How to Manage a Patient of AAA?
The management of the patient of AAA involves the following.
Follow-up Management with Repetitive Ultrasound Scan
An ultrasound scan is essential for the diagnosis. It assesses the progression of the disease most of the time. The frequency of ultrasound depends on AAA size as guidelines. It is crucial to optimise the potential risk factors. For example, maintaining a healthy diet and treating potential risk factors like hypertension and quitting smoking.
Surgical Repair of the Aneurysm
Your vascular surgeon usually advises surgery for your aneurysms in the following conditions.
- In case of symptomatic aneurysm
- In case of large-sized aneurysms with a diameter greater than 5.5 cm
- When the aneurysm is expanding at a rate of 1 cm per year
- Abnormal shape aneurysm with a high risk of rupture
What are the Surgical Treatment Options of AAA?
Repair of the AAA involves putting an artificial graft in the defective portion of the aorta. Vascular surgeons use two different methods for the insertion of grafts.
- Open AAA repair
- Endovascular repair
- Complex Endovascular Repair
Endovascular Repair (EVAR)
EVAR is a less invasive treatment option for AAA than open repair. In this treatment method, your vascular surgeon will make a small incision in the groin. He will then insert the graft through the vessel of your groin. Finally, he will place the graft in its place using an X-ray machine. The significant advantage of this procedure is that it is less invasive as the surgeon will not cut open the abdomen. According to guidelines, EVAR is not suitable for every patient. Please ask your vascular surgeon about the surgical procedure that suits you the most.

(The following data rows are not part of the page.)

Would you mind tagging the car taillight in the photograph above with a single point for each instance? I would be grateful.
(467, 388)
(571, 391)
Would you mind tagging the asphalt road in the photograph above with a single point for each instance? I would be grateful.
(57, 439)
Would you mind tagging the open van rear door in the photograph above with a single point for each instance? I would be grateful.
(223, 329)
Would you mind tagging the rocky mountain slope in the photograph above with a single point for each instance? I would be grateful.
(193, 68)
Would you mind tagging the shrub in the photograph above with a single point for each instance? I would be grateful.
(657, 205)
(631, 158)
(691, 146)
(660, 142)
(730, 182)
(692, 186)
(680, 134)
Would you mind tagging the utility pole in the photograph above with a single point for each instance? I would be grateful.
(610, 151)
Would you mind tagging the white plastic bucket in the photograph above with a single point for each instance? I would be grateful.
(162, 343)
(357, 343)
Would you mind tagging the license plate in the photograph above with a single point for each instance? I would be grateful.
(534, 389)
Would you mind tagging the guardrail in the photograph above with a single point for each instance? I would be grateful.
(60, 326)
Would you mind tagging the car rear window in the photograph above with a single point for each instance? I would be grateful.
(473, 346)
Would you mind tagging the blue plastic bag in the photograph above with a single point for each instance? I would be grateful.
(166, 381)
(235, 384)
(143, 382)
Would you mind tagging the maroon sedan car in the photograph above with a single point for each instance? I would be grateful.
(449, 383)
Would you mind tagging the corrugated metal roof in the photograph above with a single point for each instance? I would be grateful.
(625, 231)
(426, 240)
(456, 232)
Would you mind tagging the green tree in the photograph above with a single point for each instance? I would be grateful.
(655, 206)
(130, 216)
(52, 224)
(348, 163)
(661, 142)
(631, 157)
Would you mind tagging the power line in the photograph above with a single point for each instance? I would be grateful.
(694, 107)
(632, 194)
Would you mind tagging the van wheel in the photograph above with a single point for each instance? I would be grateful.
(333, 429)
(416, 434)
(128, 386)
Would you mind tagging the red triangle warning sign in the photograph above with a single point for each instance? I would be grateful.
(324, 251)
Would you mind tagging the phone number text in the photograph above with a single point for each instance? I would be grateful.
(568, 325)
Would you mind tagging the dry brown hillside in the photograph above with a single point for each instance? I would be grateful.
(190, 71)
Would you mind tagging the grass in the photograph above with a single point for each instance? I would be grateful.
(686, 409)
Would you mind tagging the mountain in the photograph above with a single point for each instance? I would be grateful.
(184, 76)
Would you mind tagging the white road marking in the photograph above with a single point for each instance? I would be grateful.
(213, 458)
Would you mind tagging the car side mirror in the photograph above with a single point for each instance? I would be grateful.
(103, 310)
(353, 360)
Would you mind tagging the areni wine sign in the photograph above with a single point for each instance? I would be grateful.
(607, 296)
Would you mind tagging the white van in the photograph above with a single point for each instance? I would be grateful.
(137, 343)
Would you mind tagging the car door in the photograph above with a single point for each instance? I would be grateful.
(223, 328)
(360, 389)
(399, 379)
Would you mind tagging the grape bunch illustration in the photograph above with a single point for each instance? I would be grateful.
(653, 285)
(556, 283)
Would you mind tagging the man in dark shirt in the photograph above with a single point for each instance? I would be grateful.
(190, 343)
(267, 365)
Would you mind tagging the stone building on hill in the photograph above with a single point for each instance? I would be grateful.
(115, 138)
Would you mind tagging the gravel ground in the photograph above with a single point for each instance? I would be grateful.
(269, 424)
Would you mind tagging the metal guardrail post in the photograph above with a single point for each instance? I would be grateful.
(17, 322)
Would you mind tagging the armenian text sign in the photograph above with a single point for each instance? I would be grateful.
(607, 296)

Open Abdominal Aortic Aneurysm Repair
As the name indicates, this method cuts open your abdomen to place the artificial vessel graft in place of the defective vessel. Not all patients are fit for this procedure due to many possible risks during the process. However, it is the most effective surgical method of AAA repair. In most cases, the graft works well for the whole remaining life of the patient. Unfortunately, you have to stay at the hospital for about 7 to 10 days. Your surgeon will also tell you the necessary precautions you need to take after leaving the hospital.